There’s something so innately satisfying in buying low and selling high that it was only my adversity to financial risk that stopped me from becoming a stockbroker decades ago. Now, one of my many satisfying hobbies involves buying and selling vintage electronics, musical instruments and Persian rugs — strange mix, I know — on Craig’s List, eBay and at garage and estate sales. I love that they are all among the purest markets in contemporary times.

Conversely, why would anyone pay a 3x mark-up and higher for an item that can be bought for 1x a block or so away? That is exactly what some physicians are practicing on their patients.

This week’s New York Times reveals that “At a time of soaring health care bills, experts say that doctors, middlemen and drug distributors are adding hundreds of millions of dollars annually to the costs borne by taxpayers, insurance companies and employers through the practice of physician dispensing.” To wit “a popular muscle relaxant known as Soma … from a pharmacy is priced at 60 cents per-pill … Sold by a doctor, it can cost more than five times that, or $3.33″

One of the most distressing aspects of this debacle in addition to the unconscionable greed of certain medical professionals who abuse the supposed intrinsic trust between doctors and their patients, is the blind irresponsibility of the patients involved. It’s akin to how these same people might totally ignore item pricing if shopping for a friend or relative who’s paying the tab but who would be far more vigilant when spending their own cash.
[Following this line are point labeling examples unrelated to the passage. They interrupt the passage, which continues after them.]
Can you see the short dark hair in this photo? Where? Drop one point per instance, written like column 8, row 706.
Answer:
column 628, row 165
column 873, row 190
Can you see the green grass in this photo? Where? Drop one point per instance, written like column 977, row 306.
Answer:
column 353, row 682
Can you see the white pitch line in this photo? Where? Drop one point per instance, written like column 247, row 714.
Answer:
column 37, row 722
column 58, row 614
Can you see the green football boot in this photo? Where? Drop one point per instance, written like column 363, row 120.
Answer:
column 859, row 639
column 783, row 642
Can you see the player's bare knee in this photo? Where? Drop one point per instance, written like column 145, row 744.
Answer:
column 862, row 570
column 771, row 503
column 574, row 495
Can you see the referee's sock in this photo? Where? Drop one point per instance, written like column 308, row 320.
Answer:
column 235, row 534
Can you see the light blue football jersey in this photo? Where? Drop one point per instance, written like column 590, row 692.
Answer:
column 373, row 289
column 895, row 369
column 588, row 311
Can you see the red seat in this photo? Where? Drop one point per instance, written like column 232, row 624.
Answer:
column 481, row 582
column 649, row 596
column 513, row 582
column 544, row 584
Maybe patient behavior in this regard involves sheer out-to-lunch stupidity. Even if they harbor disdain for insurance companies, government and their employers, what explains their obliviousness to the fact that wasting dollars paid by their benefit providers ultimately results in either fewer benefits and/or higher co-pays? It’s an erroneous free good mentality that not only defies basic logic, it enables the practice of price gouging.

There’s not much to be said for physicians who practice such unbridled greed — and in what other areas they immorally abuse the system and their enabling patients. Perhaps their punishment should involve being forced to recruit patients on eBay without medical insurance. I just hope that these consumer responsibility shirking patients aren’t also clamoring for smaller government and less regulation lest they dismiss their custodians.